The EWRL in Toulouse was an awesome event. Here are some of my favorite posters!
This year’s EWRL in Toulouse was a great event: well-organized, interesting program, awesome people. I can only recommend attending the next edition! Here are the most interesting papers I discovered during the poster sessions - if yours isn’t here, it’s most likely due to me getting too caught up chatting or the wine during lunch. I ordered the papers according to the EWRL website, so you shouldn’t take that as an indicator of quality in any way.
The idea here is to use an exploration strategy that is trained to find really high error states of the actual policy. The fun thing: this policy apparently can discover quite complex Lunar Lander behaviors (e.g. barrel rolls!) this way. It struck me how much more complex the error behavior was compared to the actual solution, I’d be interested to know if it’s actually easier to find complex errors than to do the right thing.
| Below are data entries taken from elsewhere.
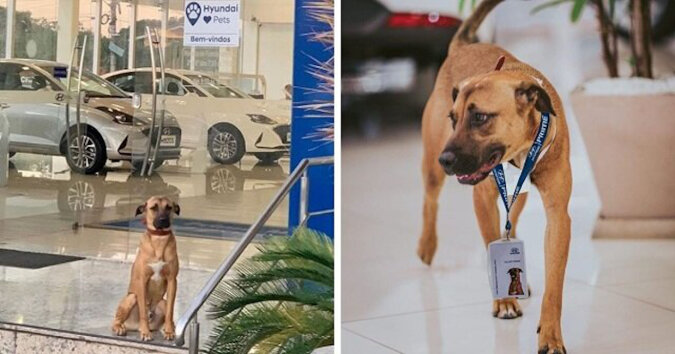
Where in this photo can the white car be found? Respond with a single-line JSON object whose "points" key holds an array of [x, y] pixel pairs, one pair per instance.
{"points": [[214, 115]]}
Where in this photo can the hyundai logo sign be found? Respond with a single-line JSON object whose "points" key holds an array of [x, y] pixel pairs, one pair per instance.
{"points": [[192, 12]]}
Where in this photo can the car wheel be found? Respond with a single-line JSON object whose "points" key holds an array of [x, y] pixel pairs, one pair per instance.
{"points": [[138, 164], [226, 144], [93, 153], [268, 157], [79, 196]]}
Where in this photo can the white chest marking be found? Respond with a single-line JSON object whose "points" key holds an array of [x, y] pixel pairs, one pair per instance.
{"points": [[156, 269]]}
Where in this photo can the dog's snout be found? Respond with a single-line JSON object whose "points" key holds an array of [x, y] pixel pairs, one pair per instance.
{"points": [[447, 159], [162, 222]]}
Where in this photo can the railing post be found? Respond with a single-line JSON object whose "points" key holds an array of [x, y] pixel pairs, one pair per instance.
{"points": [[304, 194], [193, 337], [189, 318], [4, 146]]}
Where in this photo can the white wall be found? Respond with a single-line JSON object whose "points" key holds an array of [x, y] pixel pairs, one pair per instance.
{"points": [[275, 18], [276, 57]]}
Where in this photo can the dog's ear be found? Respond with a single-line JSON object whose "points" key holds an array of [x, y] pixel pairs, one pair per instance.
{"points": [[532, 94], [140, 210]]}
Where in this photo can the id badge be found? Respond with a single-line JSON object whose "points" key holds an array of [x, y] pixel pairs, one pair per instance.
{"points": [[506, 269]]}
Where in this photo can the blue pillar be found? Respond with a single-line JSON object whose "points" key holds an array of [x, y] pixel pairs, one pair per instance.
{"points": [[311, 117]]}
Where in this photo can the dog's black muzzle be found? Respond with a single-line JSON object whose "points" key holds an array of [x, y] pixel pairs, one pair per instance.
{"points": [[162, 222]]}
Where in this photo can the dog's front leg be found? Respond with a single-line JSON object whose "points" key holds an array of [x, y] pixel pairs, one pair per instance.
{"points": [[555, 191], [487, 214], [169, 327], [141, 295]]}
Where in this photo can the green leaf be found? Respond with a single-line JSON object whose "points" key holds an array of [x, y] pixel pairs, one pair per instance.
{"points": [[278, 301], [546, 5], [611, 9], [577, 9]]}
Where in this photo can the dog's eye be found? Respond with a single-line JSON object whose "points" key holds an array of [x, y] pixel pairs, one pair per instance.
{"points": [[479, 118], [453, 118]]}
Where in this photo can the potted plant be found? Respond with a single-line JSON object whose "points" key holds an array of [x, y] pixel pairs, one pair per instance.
{"points": [[280, 301], [628, 126]]}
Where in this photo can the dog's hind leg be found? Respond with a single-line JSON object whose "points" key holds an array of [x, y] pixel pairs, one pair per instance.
{"points": [[487, 213], [158, 315], [126, 306], [555, 189]]}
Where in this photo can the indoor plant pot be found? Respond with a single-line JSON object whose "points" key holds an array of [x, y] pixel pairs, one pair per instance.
{"points": [[628, 126]]}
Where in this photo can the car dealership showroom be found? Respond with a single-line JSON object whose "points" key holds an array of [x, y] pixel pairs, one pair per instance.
{"points": [[110, 102]]}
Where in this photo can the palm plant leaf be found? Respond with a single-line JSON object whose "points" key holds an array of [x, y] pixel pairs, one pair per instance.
{"points": [[280, 301]]}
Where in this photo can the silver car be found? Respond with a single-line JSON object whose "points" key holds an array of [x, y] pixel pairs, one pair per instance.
{"points": [[33, 93]]}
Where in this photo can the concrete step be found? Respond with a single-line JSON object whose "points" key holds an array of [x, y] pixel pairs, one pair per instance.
{"points": [[71, 306], [23, 339]]}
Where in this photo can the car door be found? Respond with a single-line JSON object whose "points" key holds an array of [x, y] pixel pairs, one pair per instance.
{"points": [[34, 108]]}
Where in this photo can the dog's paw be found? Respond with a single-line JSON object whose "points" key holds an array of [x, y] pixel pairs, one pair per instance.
{"points": [[550, 340], [506, 309], [169, 331], [426, 249], [119, 329], [145, 335]]}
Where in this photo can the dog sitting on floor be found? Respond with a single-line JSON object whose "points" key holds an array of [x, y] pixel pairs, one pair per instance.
{"points": [[153, 275], [478, 117], [515, 287]]}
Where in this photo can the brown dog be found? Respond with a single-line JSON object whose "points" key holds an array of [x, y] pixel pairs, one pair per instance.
{"points": [[153, 275], [476, 118], [516, 287]]}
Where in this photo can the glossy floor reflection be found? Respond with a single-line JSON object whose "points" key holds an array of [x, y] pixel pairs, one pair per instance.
{"points": [[45, 208], [618, 295]]}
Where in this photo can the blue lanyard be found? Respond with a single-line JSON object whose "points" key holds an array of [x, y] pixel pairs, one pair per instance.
{"points": [[530, 161]]}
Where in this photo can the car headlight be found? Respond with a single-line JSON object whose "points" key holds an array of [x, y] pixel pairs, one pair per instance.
{"points": [[118, 116], [261, 119]]}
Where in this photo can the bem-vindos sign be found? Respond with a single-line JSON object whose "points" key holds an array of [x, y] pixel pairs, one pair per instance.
{"points": [[211, 23]]}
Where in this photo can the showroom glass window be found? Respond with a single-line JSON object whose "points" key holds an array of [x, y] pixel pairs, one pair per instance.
{"points": [[17, 77], [3, 27], [85, 25], [115, 26], [35, 29], [146, 15]]}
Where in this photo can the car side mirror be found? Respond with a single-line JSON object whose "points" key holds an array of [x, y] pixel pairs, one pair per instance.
{"points": [[136, 100]]}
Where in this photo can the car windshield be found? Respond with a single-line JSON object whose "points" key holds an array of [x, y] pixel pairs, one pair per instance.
{"points": [[215, 88], [93, 85]]}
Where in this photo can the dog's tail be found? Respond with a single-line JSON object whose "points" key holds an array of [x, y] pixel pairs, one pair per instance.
{"points": [[467, 31]]}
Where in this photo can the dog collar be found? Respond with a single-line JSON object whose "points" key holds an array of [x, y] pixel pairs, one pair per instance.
{"points": [[519, 161]]}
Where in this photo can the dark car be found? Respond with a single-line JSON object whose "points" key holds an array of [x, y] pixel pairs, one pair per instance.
{"points": [[389, 62]]}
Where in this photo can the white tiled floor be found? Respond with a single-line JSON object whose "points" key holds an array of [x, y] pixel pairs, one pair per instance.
{"points": [[618, 295], [36, 215]]}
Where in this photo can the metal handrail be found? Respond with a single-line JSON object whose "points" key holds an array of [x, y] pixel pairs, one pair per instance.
{"points": [[81, 48], [154, 42], [191, 314]]}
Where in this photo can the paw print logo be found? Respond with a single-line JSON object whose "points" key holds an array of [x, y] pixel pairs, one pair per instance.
{"points": [[192, 12]]}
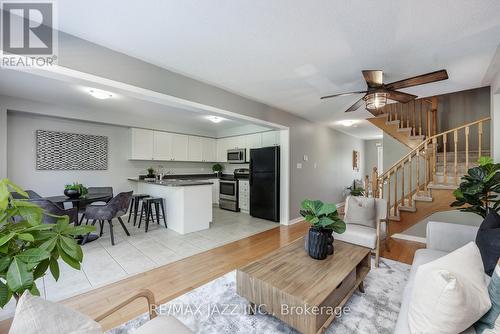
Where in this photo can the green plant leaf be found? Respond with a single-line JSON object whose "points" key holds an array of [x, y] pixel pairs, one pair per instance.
{"points": [[26, 237], [54, 268], [5, 294], [18, 276], [6, 238], [33, 255]]}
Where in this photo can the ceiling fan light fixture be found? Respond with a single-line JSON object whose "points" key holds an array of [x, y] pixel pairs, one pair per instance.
{"points": [[376, 100]]}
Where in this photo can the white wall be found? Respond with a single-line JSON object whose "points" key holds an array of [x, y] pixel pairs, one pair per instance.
{"points": [[21, 156]]}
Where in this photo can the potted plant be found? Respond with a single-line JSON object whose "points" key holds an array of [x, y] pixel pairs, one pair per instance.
{"points": [[217, 168], [480, 188], [75, 190], [29, 248], [324, 220]]}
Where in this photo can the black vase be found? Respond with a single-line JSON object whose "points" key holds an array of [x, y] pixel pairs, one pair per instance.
{"points": [[317, 244], [71, 193]]}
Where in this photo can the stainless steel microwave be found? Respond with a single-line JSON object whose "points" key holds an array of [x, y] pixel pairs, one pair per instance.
{"points": [[236, 156]]}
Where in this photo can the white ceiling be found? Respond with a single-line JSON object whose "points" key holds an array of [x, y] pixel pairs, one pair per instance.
{"points": [[288, 53], [75, 95]]}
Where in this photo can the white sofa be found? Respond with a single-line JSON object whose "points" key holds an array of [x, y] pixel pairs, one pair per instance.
{"points": [[442, 238]]}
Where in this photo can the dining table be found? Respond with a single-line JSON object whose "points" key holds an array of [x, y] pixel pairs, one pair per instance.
{"points": [[80, 203]]}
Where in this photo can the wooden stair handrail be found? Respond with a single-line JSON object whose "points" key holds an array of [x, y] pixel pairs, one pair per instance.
{"points": [[426, 142]]}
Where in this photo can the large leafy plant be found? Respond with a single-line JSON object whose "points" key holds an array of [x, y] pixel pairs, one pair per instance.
{"points": [[29, 248], [322, 215], [480, 188]]}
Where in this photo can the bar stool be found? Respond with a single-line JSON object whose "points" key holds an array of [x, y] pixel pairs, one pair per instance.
{"points": [[134, 205], [147, 210]]}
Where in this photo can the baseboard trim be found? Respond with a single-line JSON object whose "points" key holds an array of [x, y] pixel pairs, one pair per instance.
{"points": [[295, 221], [409, 238]]}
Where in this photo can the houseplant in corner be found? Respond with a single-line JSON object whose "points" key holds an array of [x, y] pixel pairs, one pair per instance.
{"points": [[29, 248], [75, 190], [324, 220], [480, 188]]}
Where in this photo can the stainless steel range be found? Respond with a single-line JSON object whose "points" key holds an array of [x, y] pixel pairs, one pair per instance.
{"points": [[228, 190]]}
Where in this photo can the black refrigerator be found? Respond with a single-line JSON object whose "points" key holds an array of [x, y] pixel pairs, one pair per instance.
{"points": [[264, 180]]}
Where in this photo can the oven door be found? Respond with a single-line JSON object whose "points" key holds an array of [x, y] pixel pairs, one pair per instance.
{"points": [[236, 156], [228, 190]]}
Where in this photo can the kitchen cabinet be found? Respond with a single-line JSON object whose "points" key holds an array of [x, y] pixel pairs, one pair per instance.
{"points": [[215, 190], [244, 195], [270, 138], [195, 148], [162, 148], [142, 143], [209, 149], [179, 147]]}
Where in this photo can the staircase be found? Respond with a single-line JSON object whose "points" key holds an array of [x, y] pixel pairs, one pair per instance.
{"points": [[422, 182], [409, 123]]}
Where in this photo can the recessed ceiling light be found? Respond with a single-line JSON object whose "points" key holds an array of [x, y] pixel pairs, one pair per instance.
{"points": [[100, 94], [215, 119], [348, 122]]}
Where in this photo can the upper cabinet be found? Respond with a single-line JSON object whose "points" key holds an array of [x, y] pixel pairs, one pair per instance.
{"points": [[271, 138], [166, 146], [142, 144]]}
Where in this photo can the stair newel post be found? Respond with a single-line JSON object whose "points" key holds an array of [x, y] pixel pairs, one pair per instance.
{"points": [[426, 170], [410, 175], [402, 183], [434, 158], [445, 158], [467, 130], [480, 137], [455, 163]]}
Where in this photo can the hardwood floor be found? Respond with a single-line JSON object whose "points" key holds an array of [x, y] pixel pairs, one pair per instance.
{"points": [[174, 279]]}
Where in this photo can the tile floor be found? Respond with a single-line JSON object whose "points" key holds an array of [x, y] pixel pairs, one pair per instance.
{"points": [[104, 264]]}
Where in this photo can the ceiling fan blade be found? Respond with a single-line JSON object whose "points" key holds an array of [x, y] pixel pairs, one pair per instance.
{"points": [[418, 80], [374, 78], [343, 94], [400, 96], [356, 105]]}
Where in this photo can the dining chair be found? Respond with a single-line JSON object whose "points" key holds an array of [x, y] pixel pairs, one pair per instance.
{"points": [[115, 208]]}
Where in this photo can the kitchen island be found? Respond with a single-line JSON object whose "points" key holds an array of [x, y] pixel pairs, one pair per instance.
{"points": [[188, 203]]}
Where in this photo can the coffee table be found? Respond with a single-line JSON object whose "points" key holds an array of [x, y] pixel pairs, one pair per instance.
{"points": [[303, 292]]}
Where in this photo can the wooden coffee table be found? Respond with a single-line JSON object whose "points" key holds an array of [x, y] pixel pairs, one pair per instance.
{"points": [[287, 282]]}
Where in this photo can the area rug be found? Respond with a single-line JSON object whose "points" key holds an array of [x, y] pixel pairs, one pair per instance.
{"points": [[215, 308]]}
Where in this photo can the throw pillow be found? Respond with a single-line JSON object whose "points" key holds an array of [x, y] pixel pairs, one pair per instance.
{"points": [[490, 322], [360, 211], [449, 294], [488, 241], [35, 315]]}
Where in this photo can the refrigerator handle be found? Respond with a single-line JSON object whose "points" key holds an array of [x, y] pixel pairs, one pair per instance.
{"points": [[250, 173]]}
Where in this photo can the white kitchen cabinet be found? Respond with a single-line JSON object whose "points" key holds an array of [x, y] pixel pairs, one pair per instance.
{"points": [[244, 195], [271, 138], [179, 147], [195, 148], [215, 190], [142, 144], [209, 149], [162, 146]]}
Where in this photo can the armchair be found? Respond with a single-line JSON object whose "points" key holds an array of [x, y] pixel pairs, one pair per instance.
{"points": [[366, 220]]}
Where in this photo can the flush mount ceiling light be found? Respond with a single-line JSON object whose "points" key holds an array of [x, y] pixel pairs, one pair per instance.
{"points": [[100, 94], [215, 119], [348, 122]]}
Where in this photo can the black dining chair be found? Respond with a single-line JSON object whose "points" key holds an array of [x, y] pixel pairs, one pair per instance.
{"points": [[115, 208], [50, 209], [104, 191]]}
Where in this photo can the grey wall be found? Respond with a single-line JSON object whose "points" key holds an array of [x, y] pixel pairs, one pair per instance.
{"points": [[330, 150], [371, 158], [21, 156]]}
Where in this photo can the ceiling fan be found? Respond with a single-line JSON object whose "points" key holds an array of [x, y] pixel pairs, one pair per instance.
{"points": [[377, 92]]}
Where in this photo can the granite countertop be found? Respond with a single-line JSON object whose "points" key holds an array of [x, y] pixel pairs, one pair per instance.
{"points": [[174, 182]]}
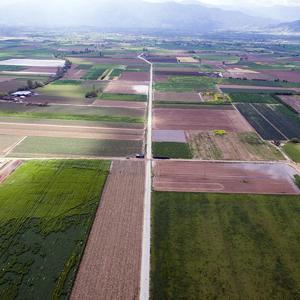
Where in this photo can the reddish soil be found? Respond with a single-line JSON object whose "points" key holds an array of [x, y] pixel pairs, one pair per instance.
{"points": [[291, 76], [86, 132], [74, 73], [252, 87], [110, 267], [126, 87], [201, 119], [169, 136], [122, 104], [9, 168], [180, 97], [41, 69], [292, 101], [5, 79], [12, 85], [135, 76], [184, 176]]}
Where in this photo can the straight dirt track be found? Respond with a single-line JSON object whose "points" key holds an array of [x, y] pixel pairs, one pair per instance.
{"points": [[110, 268], [187, 176]]}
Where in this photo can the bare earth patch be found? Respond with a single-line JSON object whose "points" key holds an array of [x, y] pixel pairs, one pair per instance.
{"points": [[110, 268], [202, 119], [191, 176], [232, 146]]}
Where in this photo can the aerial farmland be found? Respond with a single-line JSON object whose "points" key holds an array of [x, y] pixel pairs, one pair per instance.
{"points": [[149, 168]]}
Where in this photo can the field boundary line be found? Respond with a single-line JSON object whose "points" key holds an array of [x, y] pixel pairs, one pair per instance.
{"points": [[268, 121], [11, 148], [146, 241]]}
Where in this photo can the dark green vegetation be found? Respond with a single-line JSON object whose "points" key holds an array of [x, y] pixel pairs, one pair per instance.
{"points": [[69, 147], [293, 151], [252, 98], [171, 150], [217, 246], [124, 97], [46, 211]]}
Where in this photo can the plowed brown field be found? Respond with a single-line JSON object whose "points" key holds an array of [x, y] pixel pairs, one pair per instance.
{"points": [[184, 176], [200, 119], [110, 268]]}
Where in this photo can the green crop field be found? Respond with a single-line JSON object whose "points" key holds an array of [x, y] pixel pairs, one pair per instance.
{"points": [[293, 151], [252, 98], [221, 246], [46, 211], [124, 97], [171, 150], [72, 147]]}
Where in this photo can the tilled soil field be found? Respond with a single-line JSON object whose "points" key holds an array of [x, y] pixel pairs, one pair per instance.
{"points": [[27, 129], [110, 268], [120, 104], [199, 119], [184, 176], [127, 87], [292, 101], [177, 97]]}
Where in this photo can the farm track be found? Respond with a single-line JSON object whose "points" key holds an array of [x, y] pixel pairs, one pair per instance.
{"points": [[110, 268]]}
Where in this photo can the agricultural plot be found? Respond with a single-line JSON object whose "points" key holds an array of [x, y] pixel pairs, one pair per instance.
{"points": [[246, 146], [201, 119], [292, 101], [192, 176], [47, 208], [284, 120], [171, 150], [68, 112], [110, 268], [76, 147], [224, 246], [263, 127], [293, 151], [7, 141], [253, 98]]}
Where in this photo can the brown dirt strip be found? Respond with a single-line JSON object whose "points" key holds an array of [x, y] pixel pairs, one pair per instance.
{"points": [[110, 267], [9, 168], [23, 129], [122, 104], [203, 119], [192, 176]]}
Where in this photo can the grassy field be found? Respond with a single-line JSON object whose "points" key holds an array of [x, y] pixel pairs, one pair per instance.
{"points": [[124, 97], [210, 246], [46, 211], [252, 98], [171, 150], [232, 146], [72, 147], [293, 151], [7, 141]]}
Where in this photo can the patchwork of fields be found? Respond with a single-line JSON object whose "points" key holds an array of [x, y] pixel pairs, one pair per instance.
{"points": [[198, 197]]}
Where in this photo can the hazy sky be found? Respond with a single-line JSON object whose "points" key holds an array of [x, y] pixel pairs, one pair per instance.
{"points": [[212, 2]]}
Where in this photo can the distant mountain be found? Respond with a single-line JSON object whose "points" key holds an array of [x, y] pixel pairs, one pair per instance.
{"points": [[131, 14], [288, 27]]}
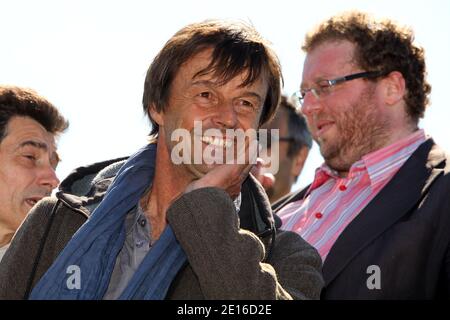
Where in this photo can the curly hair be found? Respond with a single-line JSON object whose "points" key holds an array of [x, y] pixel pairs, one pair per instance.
{"points": [[236, 47], [23, 102], [381, 45]]}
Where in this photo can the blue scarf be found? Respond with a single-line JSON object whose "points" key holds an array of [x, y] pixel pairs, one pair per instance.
{"points": [[95, 246]]}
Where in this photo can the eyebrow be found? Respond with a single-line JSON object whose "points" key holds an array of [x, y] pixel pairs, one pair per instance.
{"points": [[43, 146], [213, 84]]}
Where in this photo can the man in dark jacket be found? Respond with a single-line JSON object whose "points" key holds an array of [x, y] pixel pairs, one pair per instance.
{"points": [[189, 230]]}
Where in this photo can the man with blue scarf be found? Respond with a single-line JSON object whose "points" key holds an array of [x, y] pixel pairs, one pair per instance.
{"points": [[169, 230]]}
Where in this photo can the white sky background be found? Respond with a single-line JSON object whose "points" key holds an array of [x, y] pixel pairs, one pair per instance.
{"points": [[90, 58]]}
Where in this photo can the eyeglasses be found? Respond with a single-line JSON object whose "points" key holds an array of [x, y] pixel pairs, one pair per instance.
{"points": [[324, 87]]}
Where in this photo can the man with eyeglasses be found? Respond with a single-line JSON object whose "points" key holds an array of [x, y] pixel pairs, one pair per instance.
{"points": [[378, 209], [294, 144]]}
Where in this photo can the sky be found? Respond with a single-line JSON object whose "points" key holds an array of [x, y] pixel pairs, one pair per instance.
{"points": [[89, 58]]}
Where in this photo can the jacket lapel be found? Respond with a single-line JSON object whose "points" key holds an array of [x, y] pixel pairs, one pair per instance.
{"points": [[397, 198]]}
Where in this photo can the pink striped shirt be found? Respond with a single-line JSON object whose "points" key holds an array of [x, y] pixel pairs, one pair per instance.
{"points": [[332, 202]]}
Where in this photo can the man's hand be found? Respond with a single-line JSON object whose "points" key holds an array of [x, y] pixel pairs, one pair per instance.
{"points": [[228, 177]]}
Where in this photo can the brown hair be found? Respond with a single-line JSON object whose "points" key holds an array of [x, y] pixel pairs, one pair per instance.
{"points": [[236, 47], [22, 102], [381, 45]]}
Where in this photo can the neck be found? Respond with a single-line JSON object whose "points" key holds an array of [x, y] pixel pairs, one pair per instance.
{"points": [[167, 185]]}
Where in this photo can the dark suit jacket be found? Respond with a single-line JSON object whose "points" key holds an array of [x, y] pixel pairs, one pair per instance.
{"points": [[404, 230]]}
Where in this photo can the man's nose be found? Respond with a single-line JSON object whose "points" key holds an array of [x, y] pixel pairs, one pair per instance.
{"points": [[311, 104]]}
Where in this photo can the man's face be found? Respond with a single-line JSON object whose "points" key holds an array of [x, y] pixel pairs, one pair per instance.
{"points": [[27, 169], [218, 106], [347, 122]]}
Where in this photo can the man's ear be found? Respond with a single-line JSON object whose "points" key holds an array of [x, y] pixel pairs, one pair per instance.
{"points": [[394, 88], [299, 161], [156, 115]]}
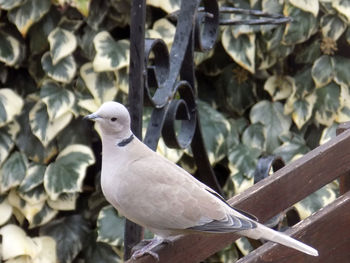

The interesting bit here is that we should probably treat the entropy and value advantage estimation differently - if put like that, it seems obvious and the results here support why. Depending on the environment, we want more or less exploration decay and using this method we can control that separately. Basically, we expose a hyperparameter that so far was kept completely static and thus had to serve the same purpose for advantage and entropy estimation. Being able to adjust it is likely going to be an advantage, especially if we can figure out how to do that on the fly.
This sounds like such a crazy idea: let’s translate RL policies into Python code! It’s even crazier that the authors figured out how to do this. I’m impressed and really want to try this now.
Yes, the title refers to Go-Explore, so I asked the authors. This is a much simpler idea, though: just by randomly finding new “starting states” at the beginning of an episode, we can improve generalization. Obviously, there are environments where random actions aren’t helpful, but the point stands: artificially increasing diversity in starting states is important for learning. The fact that we can accomplish it so easily is pretty neat!
This paper ablates a few interesting design decisions in SAC and compares it to PPO. What I find most interesting (quite obviously if you know me) is of course the fact that some of these design decisions seem to be somewhat environment-agnostic, at least on MuJoCo, while others might be interesting to adapt, e.g. Momentum or Off-Policy. The difference is also only really visible on the Inverted Double Pendulum, kind of the odd one out environment - meaning that their ON-SAC configuration seems pretty stable within the MuJoCo locomotion domain, but might need adjustment elsewhere. Interesting signals when thinking about connecting algorithm configurations to environment domains.
Another crazy-sounding idea: let’s compress an offline RL dataset into an image for performance prediction! This is a really creative paper and a great idea overall, I recommend taking a look.
This paper contains quite a few interesting ablations centered around the question of how well an agent generalizes on Frozen Lake variations. It reinforces that even here in this simple environment we don’t really know how to do task scheduling, that different context features have different influences on generalization and that the state representation matters. The ablations are quite thorough and on a simple domain, so I think they’re a nice reference on different factors for zero-shot generalization and task ordering.
Why do we use policy improvement operators and not value improvement operators (explicit ones, at least)? This paper tries and there are a few interesting results - most importantly maybe that value improvement operators allow more (or less, if you prefer) greedy improvement than before. This interacts nicely with over- vs underestimation: the danger of being “too pessimistic” in the long run is reduced if we’re very greedy with respect to the pessimistic estimate, which is better than trying to force a more optimistic estimate in my opinion.
I was almost convinced this method must have existed beforehand when I came to the poster - this is a compliment! Using the model uncertainty to gauge whether it’s better to use the model to generate samples or collect new experiences feels so much more natural than scheduling the tradeoff without taking the model into account.
I left out papers I’d seen previously and that have been presented by the AutoRL.org circle - you should still take a look at those, though: ARLBench, Relational Structure in Representations, Joint Optimization of Reward Shaping and Hyperparameters and the wonderfully titled Dreaming of Many Worlds.
I really liked Elise van der Pol’s talk about symmetry. I was vaguely aware of the concepts she talked about before, but apparently it took until now to really connect with me. Super interesting topic and I hope to see more research here!
Thanks for reading, hopefully see you again next year!